The visual cortex of the human brain contains specialized modules for processing different visual features of an object. Confronted with multiple objects, the system needs to attribute the correct features to each object (often referred to as 'the binding problem'). The brain is assumed to integrate the features of perceived objects into object files – pointers to the neural representations of these features, which outlive the event they represent in order to maintain stable percepts of objects over time. It has been hypothesized that a new encounter with one of the previously bound features will reactivate the other features in the associated object file according to a kind of pattern-completion process.
Fourteen healthy volunteers participated in an fMRI experiment and performed a task designed to measure the aftereffects of binding visual features (houses, faces, motion direction). On each trial, participants viewed a particular combination of features (S1) before carrying out a speeded choice response to a second combination of features (S2). Repetition and alternation of all three features was varied orthogonally.

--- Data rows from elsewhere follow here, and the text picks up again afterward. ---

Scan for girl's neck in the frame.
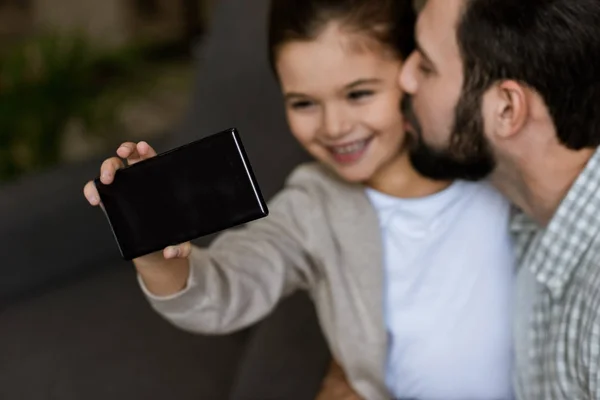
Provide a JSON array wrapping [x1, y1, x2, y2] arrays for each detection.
[[365, 152, 452, 199]]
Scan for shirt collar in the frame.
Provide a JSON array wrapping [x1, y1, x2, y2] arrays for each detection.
[[524, 150, 600, 298]]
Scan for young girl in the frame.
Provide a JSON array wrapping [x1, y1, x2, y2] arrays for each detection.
[[85, 0, 513, 400]]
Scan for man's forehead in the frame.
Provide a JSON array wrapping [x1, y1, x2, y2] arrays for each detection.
[[416, 0, 465, 57]]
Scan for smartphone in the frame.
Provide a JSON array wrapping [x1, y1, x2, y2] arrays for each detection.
[[94, 128, 269, 260]]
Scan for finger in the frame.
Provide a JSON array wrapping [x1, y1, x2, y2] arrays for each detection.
[[117, 142, 140, 161], [100, 157, 124, 185], [83, 181, 100, 206], [164, 242, 192, 260], [137, 141, 156, 160]]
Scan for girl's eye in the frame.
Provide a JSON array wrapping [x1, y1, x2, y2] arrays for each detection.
[[290, 100, 314, 110], [348, 90, 373, 100], [419, 63, 433, 75]]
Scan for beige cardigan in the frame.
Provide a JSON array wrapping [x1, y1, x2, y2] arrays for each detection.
[[140, 163, 390, 400]]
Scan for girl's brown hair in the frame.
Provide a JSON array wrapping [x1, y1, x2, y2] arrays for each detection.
[[269, 0, 416, 70]]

The behavioral results showed the standard partial repetition costs: a reaction time increase when one feature was repeated and the other feature alternated between S1 and S2, as compared to complete repetitions or alternations of these features. Importantly, the fMRI results provided evidence that repeating motion direction reactivated the object that previously moved in the same direction. More specifically, perceiving a face moving in the same direction as a just-perceived house increased activation in the parahippocampal place area (PPA). A similar reactivation effect was not observed for faces in the fusiform face area (FFA). Individual differences in the size of the reactivation effects in the PPA and FFA showed a positive correlation with the corresponding partial repetition costs.
Our study provides the first neural evidence that features are bound together on a single presentation and that reviewing one feature automatically reactivates the features that previously accompanied it.